Fascinating Myths and Legends of Kos Island
Among the myths surrounding Kos, the one that stands out the brightest has something to do with the island’s genesis, at the dawn of time, when the Giants and Titans fought the Olympian gods. When Kronos – the god of time and king of Titans – ruled, Zeus and the Olympian gods rebelled and dethroned him and his kind. A celestial, bloody war of apocalyptic proportions – the Gigantomachy – darkened the Mediterranean Sea skies. In the heat of the battle, Poseidon – god of the sea, earthquakes, storms, and horses – chased Polyvotis, the giant, all the way to Kos. Some legends claim that the giant lies under Nisyros:
“They say that Nisyros is a fragment of Cos, and they add the myth that Poseidon when he was pursuing one of the giants, Polybotes, broke off a fragment of Cos with his trident and hurled it upon him, and the missile became an island, Nisyros, with the giant lying beneath it. But some say that he lies beneath Cos,” – Strabo, Geography.
The immortal giant still snarls and breaths fire beneath Nisyros – and if you visit Kos, you should definitely take a day trip to its neighboring island for a hike around the Stefanos crater.
Kos’s first king of the island was Meropas. During his rule, the island was a kingdom called Meropida, and its citizens were Meropes.
Another myth Koans hold dear relates to Herakles – the demigod – born of the god Zeus and human Alcmene. He landed on Kos after a tempest following his ninth labor, seizing the Amazon Hippolyta’s belt. The storm stranded Herakles and his party on Kos in Kardámena. He had to face Antagoras, the island’s best athlete in Antimachia – and Antagoras defeated the great Greek hero Herakles in a wrestling match. The prise was a ram supposed to roast and feed Herakles and his men. The defeated Herakles disguised himself as a woman and hid in a village called Phixioton, near present-day Pili. The locals crowned Herakles their king, to spite Antagoras’s followers, leading to war between Antimachia and Phixioton.

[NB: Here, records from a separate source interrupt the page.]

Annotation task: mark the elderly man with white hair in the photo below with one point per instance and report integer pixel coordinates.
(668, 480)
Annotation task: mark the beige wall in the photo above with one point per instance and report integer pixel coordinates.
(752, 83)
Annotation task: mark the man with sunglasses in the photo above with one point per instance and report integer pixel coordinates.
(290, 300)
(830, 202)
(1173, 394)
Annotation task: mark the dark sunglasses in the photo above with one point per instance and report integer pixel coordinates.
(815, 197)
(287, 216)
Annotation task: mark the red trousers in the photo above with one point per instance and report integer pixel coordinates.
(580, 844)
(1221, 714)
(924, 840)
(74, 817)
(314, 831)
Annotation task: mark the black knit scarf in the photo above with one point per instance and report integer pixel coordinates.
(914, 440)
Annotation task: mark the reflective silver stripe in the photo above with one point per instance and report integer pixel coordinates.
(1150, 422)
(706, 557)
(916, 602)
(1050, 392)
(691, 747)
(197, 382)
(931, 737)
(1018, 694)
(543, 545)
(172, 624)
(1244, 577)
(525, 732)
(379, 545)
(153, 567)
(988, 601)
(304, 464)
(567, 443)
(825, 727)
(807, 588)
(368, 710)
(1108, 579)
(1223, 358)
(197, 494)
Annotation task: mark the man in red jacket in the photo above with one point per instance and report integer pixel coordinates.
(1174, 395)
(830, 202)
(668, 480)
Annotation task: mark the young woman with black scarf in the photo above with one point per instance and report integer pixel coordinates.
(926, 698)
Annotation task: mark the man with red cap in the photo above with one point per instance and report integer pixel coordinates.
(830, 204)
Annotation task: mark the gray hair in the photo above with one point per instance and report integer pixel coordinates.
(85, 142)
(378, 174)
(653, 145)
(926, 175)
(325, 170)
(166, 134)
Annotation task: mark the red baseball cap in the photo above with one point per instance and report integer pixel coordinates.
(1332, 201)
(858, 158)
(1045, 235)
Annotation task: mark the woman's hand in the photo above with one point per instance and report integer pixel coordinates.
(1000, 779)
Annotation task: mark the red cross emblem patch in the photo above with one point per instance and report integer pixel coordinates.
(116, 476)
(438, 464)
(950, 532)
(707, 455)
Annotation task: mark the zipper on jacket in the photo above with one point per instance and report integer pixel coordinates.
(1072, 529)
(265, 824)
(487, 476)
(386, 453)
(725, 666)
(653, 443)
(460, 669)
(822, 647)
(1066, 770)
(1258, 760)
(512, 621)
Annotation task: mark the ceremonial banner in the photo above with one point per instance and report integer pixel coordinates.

Euripilos, who was king of Phixioton back then, ordered Herakles’s arrest, but the locals aided the hero in fighting the king. Oddly enough, Herakles decided to kidnap the king’s daughter, Chalkiopi, and marry her, thus leading to the birth of Thessalus, the later king of Nisyros and Leros. Thessalus’s sons became heroes in the Trojan War. In the heat of the battle, Herakles killed Euripilos.
When in Kos Town, visit the temple of Herakles, right next to the iconic Plane Tree of Hippocrates. It lays in ruin, but the magic of the Koan legends still resonates if you listen closely.